Sheffield FC remained true to their amateur ideals and soon settled into a minor role within the city as United and the Wednesday rose to prominence. However, the fact they survived at all is impressive and last Saturday in the Unibond First Division North they enjoyed a 2-0 success over Bradford Park Avenue, once proud members of the Football League, in the first qualifying round of the FA Carlsberg Trophy. It was a result which would have delighted those who laid the foundations not only for football in Sheffield but also for the game across Britain and then the world.

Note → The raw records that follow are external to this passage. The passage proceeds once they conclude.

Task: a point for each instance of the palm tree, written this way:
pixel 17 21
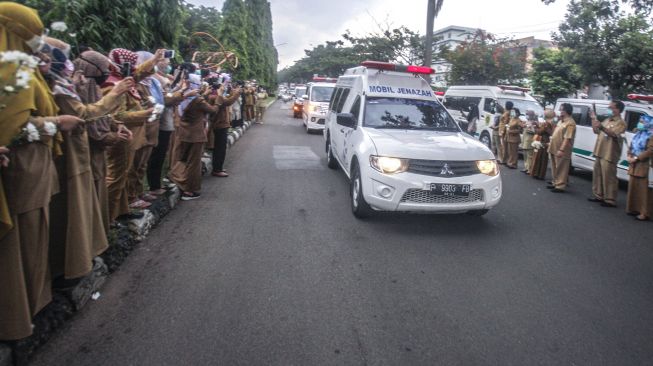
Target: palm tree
pixel 434 7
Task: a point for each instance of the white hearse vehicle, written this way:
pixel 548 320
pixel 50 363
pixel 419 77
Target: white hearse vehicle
pixel 458 99
pixel 316 103
pixel 401 149
pixel 582 154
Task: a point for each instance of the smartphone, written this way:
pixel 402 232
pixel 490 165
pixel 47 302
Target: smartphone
pixel 126 69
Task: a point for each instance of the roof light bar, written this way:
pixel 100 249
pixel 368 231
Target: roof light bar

“The book started off as a memoir about childhood and football,” says Murphy, a lifelong Sheffield United fan, who credits local historian Andrew Drake for helping source much of the detail of the early days of football in the city. “My PE teacher at Abbeydale Grange School was future Wednesday, Leeds United and England caretaker manager Howard Wilkinson. He didn’t like me; I was quite poor at school, just a skinny Irish Catholic kid in a big comprehensive. However, the book grew as I went on and I felt it was important to include people like Charles Alcock, first secretary of the FA, and William ‘Fatty’ Foulke, the Blades’ great goalkeeper.”
Today, Sheffield FC insists it is very much a part of the community and an example of the importance of grassroots in a game increasingly run by accountants.
“Sadly, most of those other pioneering amateur Sheffield sides have vanished, their place in football league forgotten, but today Sheffield FC seems to be gathering steam,” says Murphy, now associate professor in psychiatry at Monash University in Melbourne, but who retains close links with his roots and will be at tonight’s celebratory dinner.
“The club has attracted a host of celebrity and sporting figures as members of the club, including Sven Goran Eriksson, Michael Vaughan and Eric Cantona and in recognition of their unique position were awarded a FIFA Centenary Order of Merit in 2004. Only one other club, out of more than 300,000 worldwide, received the Order: Real Madrid.
Next month, Pele will be guest of honour at Sheffield FC’s 150th anniversary game against Internazionale Milan at Bramall Lane and for a club determined to celebrate its long history of footballing achievements, Sheffield FC couldn’t have asked for anyone better.